On the night of October 11–12, 1974, Arlis Perry, 19, entered the church alone to pray. Perry and her husband Bruce had recently moved to Palo Alto from Bismarck, North Dakota, where she had been active in her church community. At 5:45 a.m. on October 12, a campus security guard discovered her body near the altar. She had been murdered.
The Santa Clara County Sheriff's Office investigated the case for decades without identifying a suspect. The murder attracted sustained public attention and became one of the most discussed unsolved crimes in Silicon Valley history.
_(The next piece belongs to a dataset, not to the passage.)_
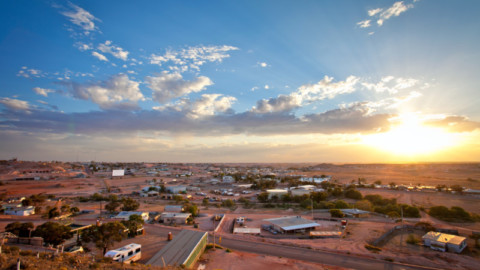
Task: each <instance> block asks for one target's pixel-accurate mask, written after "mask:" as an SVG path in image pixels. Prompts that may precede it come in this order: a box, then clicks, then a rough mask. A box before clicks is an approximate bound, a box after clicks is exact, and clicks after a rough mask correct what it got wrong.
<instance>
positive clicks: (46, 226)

In June 2018, Stanford announced that investigators had used DNA evidence to link the crime to Stephen Crawford, a former campus security guard who had been employed at the university in 1974 and was among those who claimed to have found Perry's body. As detectives prepared to serve a search warrant, Crawford killed himself. He was 72 at the time of his identification. Investigators concluded that Crawford acted alone.
The case's resolution ended a 44-year question for Perry's family and for law enforcement. The church has not marked the location of the crime, and continues to function as an active house of worship and venue for university ceremonies.
Sources
- https://en.wikipedia.org/wiki/Murder_of_Arlis_Perry
- https://news.stanford.edu/stories/2018/06/break-cold-case
- https://stanforddaily.com/2012/10/31/history-corner-stanfords-haunted-past/
Feelings of unease near the altarGeneral atmospheric reports
Stanford Memorial Church appeared in campus dark-history accounts well before DNA evidence closed the Arlis Perry case in 2018. The Stanford Daily's 2012 Halloween retrospective named it among the campus sites most associated with unexplained phenomena, citing the unresolved murder as the source of the church's unsettled reputation.
Visitors and students have reported feelings of unease near the front of the nave, particularly in the area around the altar where Perry's body was found. These accounts are informal—there is no organized paranormal investigation history at the site—but they cluster consistently around the same area of the church.
The 44-year window of uncertainty gave the crime an outsized presence in local memory. A murder inside a church, by someone who may have posed as a discoverer of the victim, inside one of the most architecturally prominent buildings on the peninsula—the elements have kept the case in active retelling. Since Crawford's identification in 2018, the paranormal accounts have quieted, though the site retains its place in local crime history.
The church is still an active place of worship; Sunday services continue. Visitors who come for its dark history share the building with regular congregants, which gives the experience a particular texture that purely decommissioned crime sites lack.